Most of the efforts are targeting stands of ponderosa pine trees, which, as with other forests throughout the West, have become dense from generations of fire suppression. Thinning the forests, especially when combined with other management strategies, makes them more resilient to dangerous and costly catastrophic wildfires and improves wildlife habitat.
Targeted areas are on the south portion of Gilbert-Baker, the Giant’s Coffin and Lover’s Leap butte vicinity on the east side of Fort Robinson, and the east side of Rim of the World Road at Ponderosa.
Bryce Gerlach, a forester for the Nebraska Game and Parks Commission and the National Wild Turkey Federation, said thinning on about one-third of the Gilbert-Baker acreage is designed to improve riparian health along Monroe Creek by removal of pines and junipers that are competing with deciduous species.

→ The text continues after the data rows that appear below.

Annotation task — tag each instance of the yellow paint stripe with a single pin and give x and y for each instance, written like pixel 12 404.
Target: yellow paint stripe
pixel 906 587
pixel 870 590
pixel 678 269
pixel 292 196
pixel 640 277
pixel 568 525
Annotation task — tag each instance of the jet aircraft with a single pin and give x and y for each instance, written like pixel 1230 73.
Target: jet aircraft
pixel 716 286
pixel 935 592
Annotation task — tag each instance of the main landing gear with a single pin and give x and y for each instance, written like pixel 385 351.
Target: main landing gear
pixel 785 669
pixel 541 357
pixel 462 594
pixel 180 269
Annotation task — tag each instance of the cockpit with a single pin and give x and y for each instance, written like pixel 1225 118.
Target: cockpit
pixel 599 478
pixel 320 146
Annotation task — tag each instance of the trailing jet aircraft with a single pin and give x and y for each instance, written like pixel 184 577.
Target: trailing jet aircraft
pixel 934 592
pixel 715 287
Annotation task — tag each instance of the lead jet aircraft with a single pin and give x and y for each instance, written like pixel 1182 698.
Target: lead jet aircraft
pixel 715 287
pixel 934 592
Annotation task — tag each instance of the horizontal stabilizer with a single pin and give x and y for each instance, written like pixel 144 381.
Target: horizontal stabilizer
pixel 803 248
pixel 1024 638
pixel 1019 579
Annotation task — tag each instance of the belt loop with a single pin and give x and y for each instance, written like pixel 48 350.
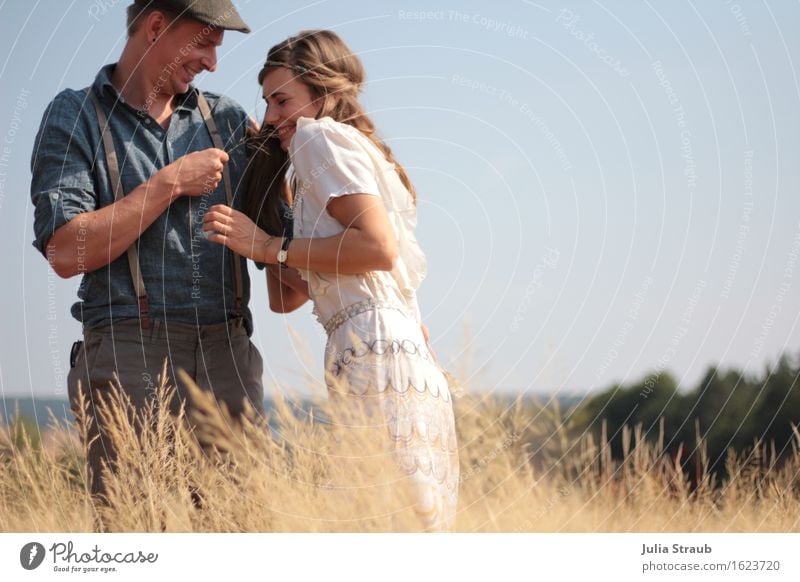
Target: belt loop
pixel 154 329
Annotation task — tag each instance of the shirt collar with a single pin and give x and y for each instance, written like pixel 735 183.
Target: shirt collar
pixel 105 88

He noted the projects at Gilbert-Baker and Ponderosa will supplement the 2,200 acres on Pine Ridge wildlife management areas that, in recent years, have been treated with thinning and removal of “ladder fuels,” the brush and other vegetation that helps wildfires climb trees.

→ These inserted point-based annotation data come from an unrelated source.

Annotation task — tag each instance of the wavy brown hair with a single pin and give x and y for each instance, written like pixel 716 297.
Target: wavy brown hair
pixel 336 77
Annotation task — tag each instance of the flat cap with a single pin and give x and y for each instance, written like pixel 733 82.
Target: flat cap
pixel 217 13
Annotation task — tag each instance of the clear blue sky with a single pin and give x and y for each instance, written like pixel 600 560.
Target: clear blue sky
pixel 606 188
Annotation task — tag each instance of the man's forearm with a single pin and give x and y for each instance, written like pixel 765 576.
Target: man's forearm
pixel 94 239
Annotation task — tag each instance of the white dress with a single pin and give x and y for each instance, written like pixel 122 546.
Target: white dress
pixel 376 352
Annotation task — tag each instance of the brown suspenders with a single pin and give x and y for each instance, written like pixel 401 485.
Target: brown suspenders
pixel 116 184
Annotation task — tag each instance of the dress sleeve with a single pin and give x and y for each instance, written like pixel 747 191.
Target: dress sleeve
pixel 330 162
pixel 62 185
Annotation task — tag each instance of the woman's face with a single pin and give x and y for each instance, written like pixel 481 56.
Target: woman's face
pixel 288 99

Game and Parks biologist Shelley Steffl said this marks the third forest management project at Fort Robinson within the past four years, and will bring the total of treated acres to 237 there. She said the projects not only are meeting forestry and wildlife objectives at Fort Robinson, but also lessening the wildfire risk for nearby Crawford. The work complements the extensive thinning and forest management that has been completed at another Pine Ridge Game and Parks attraction, Chadron State Park.
Visitors should use caution when thinning operations are in progress. Land managers say that although the projects may affect recreation for park and wildland users this year, they are sure to bring benefits of more healthy and sustainable forests for generations to come.